= Shreevatsa (Pune) =

Orphanage in Pune, Maharashtra, India

Shreevatsa is a care centre for the family deprived children which is located in Pune, a city in Maharashtra a western Indian state. The centre offers its orphans for adoption. It is operated by "Society of Friends of Sassoon Hospitals", a charitable organisation associated with Sassoon Hospital, Pune. The centre was established on 6 October 1973, the day of Vijayadashami. 2574 of its orphans were legally adopted into families between 1974 and 2009.
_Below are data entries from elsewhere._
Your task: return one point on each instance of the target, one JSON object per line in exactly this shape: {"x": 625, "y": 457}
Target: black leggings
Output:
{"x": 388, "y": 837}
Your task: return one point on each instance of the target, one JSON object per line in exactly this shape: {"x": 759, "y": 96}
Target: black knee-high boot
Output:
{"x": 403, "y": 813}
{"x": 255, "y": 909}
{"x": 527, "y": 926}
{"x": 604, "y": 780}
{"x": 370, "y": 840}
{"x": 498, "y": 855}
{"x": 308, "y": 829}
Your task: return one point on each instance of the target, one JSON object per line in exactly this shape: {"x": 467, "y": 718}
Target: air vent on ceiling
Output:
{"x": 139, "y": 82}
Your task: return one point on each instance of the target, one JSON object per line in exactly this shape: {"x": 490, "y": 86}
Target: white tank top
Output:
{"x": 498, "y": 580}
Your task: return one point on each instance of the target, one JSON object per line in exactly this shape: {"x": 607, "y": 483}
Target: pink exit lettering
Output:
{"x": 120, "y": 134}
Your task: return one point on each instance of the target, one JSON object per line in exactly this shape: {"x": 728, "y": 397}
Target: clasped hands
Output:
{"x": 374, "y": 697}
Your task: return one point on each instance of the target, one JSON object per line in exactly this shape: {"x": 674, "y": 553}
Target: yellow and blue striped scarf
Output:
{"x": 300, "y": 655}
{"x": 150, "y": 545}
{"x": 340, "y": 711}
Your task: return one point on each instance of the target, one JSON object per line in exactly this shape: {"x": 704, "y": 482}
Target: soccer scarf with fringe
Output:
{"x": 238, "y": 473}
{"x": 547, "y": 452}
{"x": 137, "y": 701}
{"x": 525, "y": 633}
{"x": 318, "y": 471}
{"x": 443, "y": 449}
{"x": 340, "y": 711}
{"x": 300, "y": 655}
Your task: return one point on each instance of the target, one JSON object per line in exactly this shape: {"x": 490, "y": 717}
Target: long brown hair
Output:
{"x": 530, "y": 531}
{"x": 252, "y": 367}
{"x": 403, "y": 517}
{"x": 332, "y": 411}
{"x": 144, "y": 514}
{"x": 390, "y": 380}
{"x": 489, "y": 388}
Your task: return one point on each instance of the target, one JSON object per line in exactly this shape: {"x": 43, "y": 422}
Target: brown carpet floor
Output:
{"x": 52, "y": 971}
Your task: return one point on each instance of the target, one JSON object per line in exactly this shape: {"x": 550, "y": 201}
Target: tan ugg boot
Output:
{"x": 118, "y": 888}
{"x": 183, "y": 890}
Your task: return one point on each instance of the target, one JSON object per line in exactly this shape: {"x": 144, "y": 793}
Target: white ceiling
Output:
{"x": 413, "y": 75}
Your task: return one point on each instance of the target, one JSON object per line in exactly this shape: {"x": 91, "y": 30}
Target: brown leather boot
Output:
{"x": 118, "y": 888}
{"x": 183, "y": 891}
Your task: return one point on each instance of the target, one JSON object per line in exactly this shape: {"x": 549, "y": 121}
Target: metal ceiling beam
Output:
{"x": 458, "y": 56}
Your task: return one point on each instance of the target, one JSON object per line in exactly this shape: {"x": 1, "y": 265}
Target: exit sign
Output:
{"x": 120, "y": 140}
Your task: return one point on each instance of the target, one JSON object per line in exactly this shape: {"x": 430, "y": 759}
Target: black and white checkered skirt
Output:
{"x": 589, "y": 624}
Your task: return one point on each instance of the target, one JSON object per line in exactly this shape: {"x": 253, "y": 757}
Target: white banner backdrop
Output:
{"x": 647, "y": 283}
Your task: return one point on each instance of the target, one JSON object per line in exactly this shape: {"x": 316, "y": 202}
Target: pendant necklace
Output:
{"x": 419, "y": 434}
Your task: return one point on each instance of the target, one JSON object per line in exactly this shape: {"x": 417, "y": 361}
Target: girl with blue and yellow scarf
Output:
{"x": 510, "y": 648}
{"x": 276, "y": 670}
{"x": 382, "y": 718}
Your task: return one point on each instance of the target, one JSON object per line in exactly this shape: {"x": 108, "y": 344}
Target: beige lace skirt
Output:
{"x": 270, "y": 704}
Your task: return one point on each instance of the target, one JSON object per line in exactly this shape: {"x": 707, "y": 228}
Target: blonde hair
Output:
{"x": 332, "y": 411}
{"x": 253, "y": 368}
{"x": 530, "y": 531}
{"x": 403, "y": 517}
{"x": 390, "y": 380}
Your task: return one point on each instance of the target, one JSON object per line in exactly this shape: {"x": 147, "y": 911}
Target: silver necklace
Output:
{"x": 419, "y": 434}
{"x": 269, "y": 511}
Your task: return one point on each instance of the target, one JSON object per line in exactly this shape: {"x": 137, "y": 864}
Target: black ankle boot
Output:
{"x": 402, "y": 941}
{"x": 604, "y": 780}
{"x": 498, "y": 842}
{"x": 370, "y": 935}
On 5 July 2011, Women and Child Welfare Department of the government of Maharashtra inspected its premises. Four unwed pregnant women were found illegally housed in the centre. It is considered that unwed mothers would be prone to abandon babies, therefore centres that offer its residents for adoption are not allowed to provide lodging for unwed pregnant women. The centre had its licence to work as an adoption agency temporarily suspended by the Central Adoption Resource Authority in June 2012, in response to complaints regarding overcharging of fees.

In 1982, documentary and feature film director Prakash Jha created a documentary film Shree Vats about the centre. The film has interviews of adoptive families in it.

==Notable former orphans==
- Former Australian international female cricketer Lisa Sthalekar.